The gear pump is thereby operated in a mode that, for example, the
rotational direction and rotational angle are surely controlled on
the basis of a driving signal even when a high pressure is applied
to the fluid for control of buoyancy. Accordingly, the amount of
the fluid for control of buoyancy transferred can be controlled
with high accuracy even when a great pressure difference is made
between an upstream side and a downstream side with the gear pump
between.
[0114] The profiling float according to the present invention is
provided with the valve mechanism, whereby the opening and closing
states of the communicating passage can be surely changed over,
thereby surely controlling the transfer of the fluid for control of
buoyancy. In addition, there is no need of independently providing
a return passage of the fluid for control of buoyancy from the
bladder to the fluid storage part, and so the buoyancy controlling
mechanism can be simply constructed as a whole.
[0115] According to the above-described gear pump, a high
lubricating effect is achieved by using, as the fluid for control
of buoyancy, an oil having a high viscosity as described above, and
liquid leakage or the like, which is caused by fine interstices
present in the gear pump, is prevented, so that the flow control of
the fluid for control of buoyancy can be surely achieved.
[0116] Here, a gear pump is generally driven and used at a
relatively high rotational speed of, for example, 800 to 4,000
revolutions/min by an alternating current driving means of, for
example, 100 to 200 V, and designing numerical values relating to
the construction thereof are determined on the premise that the
pump is driven under the service conditions generally used.

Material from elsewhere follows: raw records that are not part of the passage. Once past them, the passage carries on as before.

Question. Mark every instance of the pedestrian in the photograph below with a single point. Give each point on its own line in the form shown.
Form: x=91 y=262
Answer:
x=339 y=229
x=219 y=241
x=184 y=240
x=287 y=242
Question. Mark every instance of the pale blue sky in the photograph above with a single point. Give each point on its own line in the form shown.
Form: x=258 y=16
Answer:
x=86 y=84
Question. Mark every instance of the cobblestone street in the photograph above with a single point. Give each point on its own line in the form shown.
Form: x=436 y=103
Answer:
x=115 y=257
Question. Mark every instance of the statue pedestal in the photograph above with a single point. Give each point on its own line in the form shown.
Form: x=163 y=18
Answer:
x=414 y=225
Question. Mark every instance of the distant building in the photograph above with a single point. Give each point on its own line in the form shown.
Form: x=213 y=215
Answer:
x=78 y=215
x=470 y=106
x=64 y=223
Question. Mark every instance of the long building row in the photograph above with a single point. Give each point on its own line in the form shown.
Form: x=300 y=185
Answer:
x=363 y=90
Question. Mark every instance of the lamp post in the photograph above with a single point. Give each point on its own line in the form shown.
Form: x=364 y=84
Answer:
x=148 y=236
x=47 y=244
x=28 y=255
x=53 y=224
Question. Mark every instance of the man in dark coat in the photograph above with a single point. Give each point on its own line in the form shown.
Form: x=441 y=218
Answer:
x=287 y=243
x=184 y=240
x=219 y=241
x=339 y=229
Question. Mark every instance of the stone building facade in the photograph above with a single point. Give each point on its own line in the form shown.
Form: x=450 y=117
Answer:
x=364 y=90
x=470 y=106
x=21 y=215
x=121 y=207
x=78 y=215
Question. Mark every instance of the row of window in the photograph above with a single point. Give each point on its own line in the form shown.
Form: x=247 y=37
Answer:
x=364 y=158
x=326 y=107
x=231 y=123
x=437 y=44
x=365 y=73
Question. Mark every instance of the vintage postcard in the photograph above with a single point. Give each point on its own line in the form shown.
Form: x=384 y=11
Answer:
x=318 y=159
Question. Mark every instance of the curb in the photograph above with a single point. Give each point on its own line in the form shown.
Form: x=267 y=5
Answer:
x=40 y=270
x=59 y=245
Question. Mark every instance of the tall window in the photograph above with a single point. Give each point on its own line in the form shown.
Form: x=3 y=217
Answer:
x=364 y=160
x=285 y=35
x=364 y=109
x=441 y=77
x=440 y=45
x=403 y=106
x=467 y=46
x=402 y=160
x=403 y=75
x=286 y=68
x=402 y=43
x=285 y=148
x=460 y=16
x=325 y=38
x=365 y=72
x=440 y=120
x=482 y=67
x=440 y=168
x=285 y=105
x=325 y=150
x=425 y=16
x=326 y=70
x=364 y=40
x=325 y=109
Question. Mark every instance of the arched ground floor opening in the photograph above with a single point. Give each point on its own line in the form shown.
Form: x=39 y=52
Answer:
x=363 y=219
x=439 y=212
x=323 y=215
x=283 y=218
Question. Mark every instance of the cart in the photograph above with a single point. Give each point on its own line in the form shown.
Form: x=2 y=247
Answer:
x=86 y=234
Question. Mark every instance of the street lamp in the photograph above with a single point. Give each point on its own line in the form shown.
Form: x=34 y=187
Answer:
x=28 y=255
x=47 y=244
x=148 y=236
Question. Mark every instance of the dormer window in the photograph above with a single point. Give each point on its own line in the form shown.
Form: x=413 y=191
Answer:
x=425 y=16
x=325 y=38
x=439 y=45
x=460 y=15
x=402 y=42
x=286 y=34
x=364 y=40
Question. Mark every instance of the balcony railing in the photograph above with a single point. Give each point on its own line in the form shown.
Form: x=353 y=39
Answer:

Accordingly, action and effect from the viewpoint of design are
surely exhibited by being driven and used under the service
conditions or conditions corresponding to the service conditions,
and the operation thereof is guaranteed.
[0117] However, the profiling float 10 according to the present
invention is driven at an extremely low rotational speed by a
direct current driving means driven by an extremely low driving
voltage compared with the general service conditions as already
described above, and so the service conditions thereof are greatly
different, and the profiling float may be said to be used under
extremely particular conditions. According to the profiling float
10 of the present invention, the gear pump 20 is used in such an
extremely particular mode, whereby the state of the fluid for
control of buoyancy transferred in the communicating passage can be
minutely and surely controlled to easily control the movement of
the profiling float, and moreover the electric power consumed can
be reduced, and so a long service life is imparted to the profiling
float.
[0118] According to the buoyancy controlling mechanism of the
construction already described above, the control of the buoyancy
of the profiling float by transferring the fluid for control of
buoyancy can be executed in a wide range. Accordingly, other
various sensors can be installed in the profiling float.
[0119] According to the usage of the profiling float according to
the present invention, the profiling float can be moved with high
accuracy to an expected target depth related to various parameter
values obtained by the sensors installed therein.
[0120] Although the profiling float according to the present
invention has been described specifically above, various changes or
modifications may be added thereto.
[0121] For example, the valve mechanism may have construction that
the opening and closing states in the communicating passage can be
changed over stepless-wise or stepwise. According to such
construction, the volume control of the bladder can be executed
with high accuracy.
[0122] It is not essential to use the profiling float according to
the present invention in the sea, and the float may also be used in
fresh water such as water in a lake.
* * * * *